中東動乱の日本への影響
チュニジアで起きた政変は瞬く間にエジプトに飛び火し、20年間近く続き磐石と思われていたムバラク独裁政権がわずか18日間であっけなく崩壊してしまいました。この政変の影響は更にリビアやヨルダン、バーレーン、オマーン、イエメン、クウェート、サウジアラビア、更に非アラブのイランにまで波及してきています。これらの政変は、これまでの突出したリーダーが軍事力で体制を覆すという従来の革命とは全く異なるもので、インターネットの果たす役割が極めて大きいというのが特徴です。そして、この情報は交流サイト「フェイスブック」によって中東以外の中国や北朝鮮にも瞬時に伝わり、世界的な広がりを見せ始めています。
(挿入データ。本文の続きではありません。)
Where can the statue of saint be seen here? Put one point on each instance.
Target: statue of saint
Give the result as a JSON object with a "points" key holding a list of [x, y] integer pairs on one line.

このようにわが国から遠く離れた地域での紛争ですが、日本にとっては全く予断を許さない危機的な状況であると考えなければなりません。その最大の懸念は原油生産・輸出量や価格への影響等石油に関するものです。何故なら日本のエネルギー消費の約半分は石油が占めており、このうち中東に依存している割合は90パーセント近くを占めているからです。仮に日本に中東からの石油が入らなくなったり、原油価格が急騰すると、さまざまな産業に影響が出てきます。こうして折角回復し始めた企業業績にも先行きの不安が生じることになります。また、物価上昇という形で我々の日常生活にも跳ね返ってきます。これからも中東情勢を注視していきたいものです。